While machine learning is going through an era of celebrated success,
concerns have been raised about the vulnerability of its backbone: stochastic
gradient descent (SGD). Recent approaches have been proposed to ensure the
robustness of distributed SGD against adversarial (Byzantine) workers sending
poisoned gradients during the training phase. Some of these approaches have
been proven Byzantine-resilient: they ensure the convergence of SGD despite the
presence of a minority of adversarial workers.
We show in this paper that convergence is not enough. In high dimension $d
\gg 1$, an adver\-sary can build on the loss function's non-convexity to make
SGD converge to ineffective models. More precisely, we bring to light that
existing Byzantine-resilient schemes leave a margin of poisoning of
$\Omega\left(f(d)\right)$, where $f(d)$ increases at least like $\sqrt{d~}$.

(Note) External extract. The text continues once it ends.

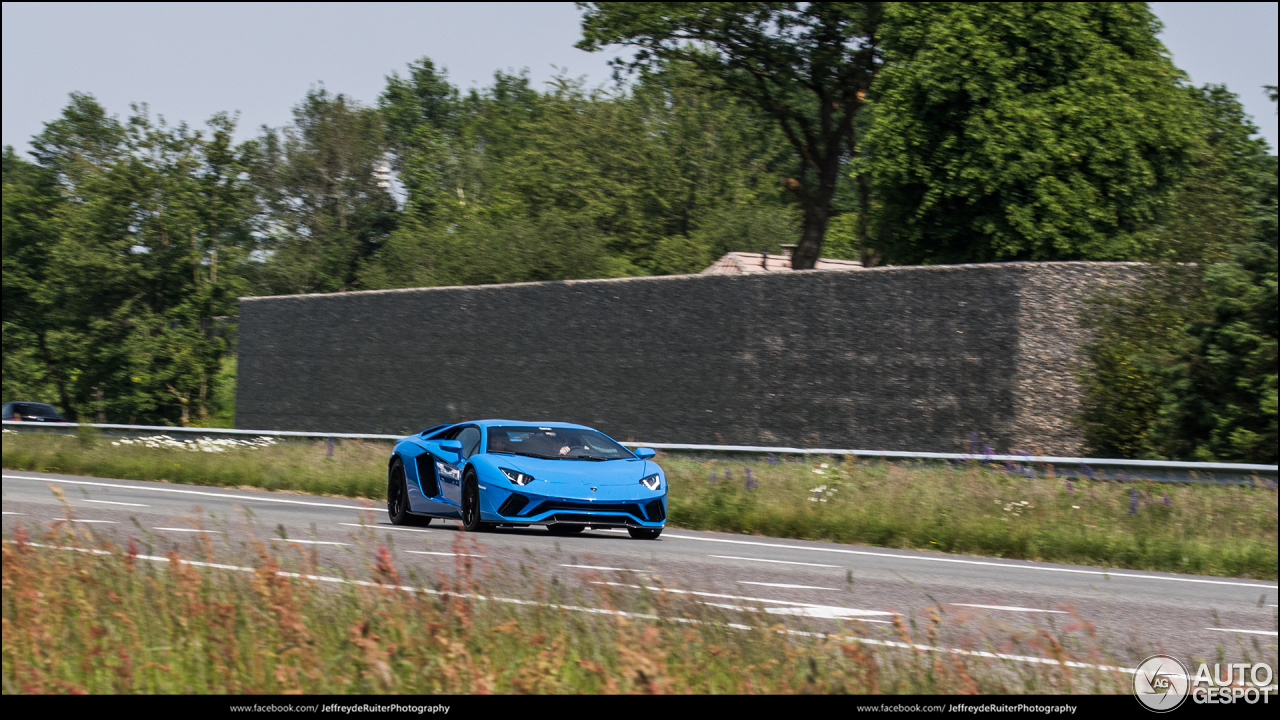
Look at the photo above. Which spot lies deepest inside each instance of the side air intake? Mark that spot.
(513, 505)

Based on this leeway, we build a simple attack, and experimentally show its
strong to utmost effectivity on CIFAR-10 and MNIST.

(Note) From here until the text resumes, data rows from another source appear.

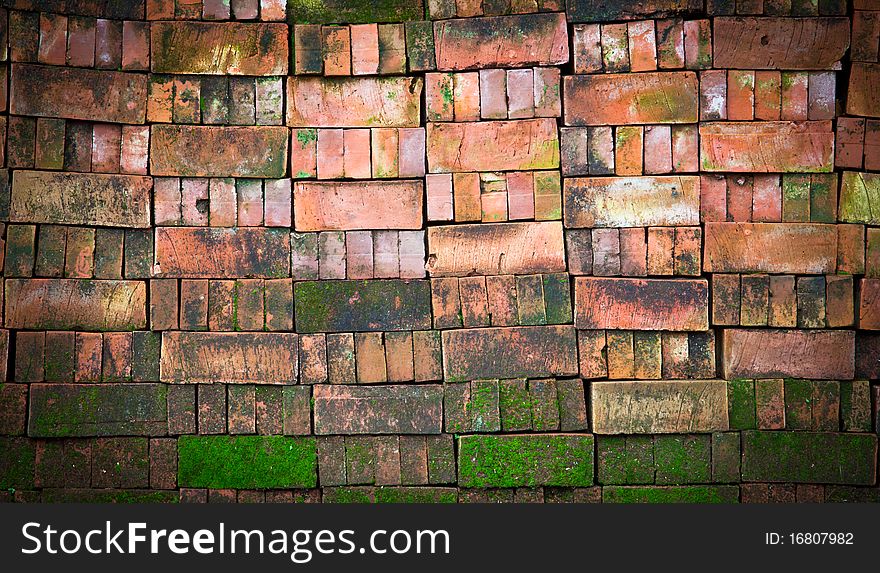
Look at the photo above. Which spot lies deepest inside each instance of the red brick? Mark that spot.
(800, 248)
(193, 252)
(631, 201)
(638, 304)
(365, 205)
(503, 41)
(378, 410)
(203, 48)
(767, 147)
(815, 354)
(503, 248)
(233, 357)
(75, 93)
(531, 351)
(780, 43)
(204, 151)
(607, 99)
(350, 102)
(75, 304)
(492, 146)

We introduce Bulyan, and prove it significantly reduces the attackers leeway
to a narrow $O( \frac{1}{\sqrt{d~}})$ bound. We empirically show that Bulyan
does not suffer the fragility of existing aggregation rules and, at a
reasonable cost in terms of required batch size, achieves convergence as if
only non-Byzantine gradients had been used to update the model.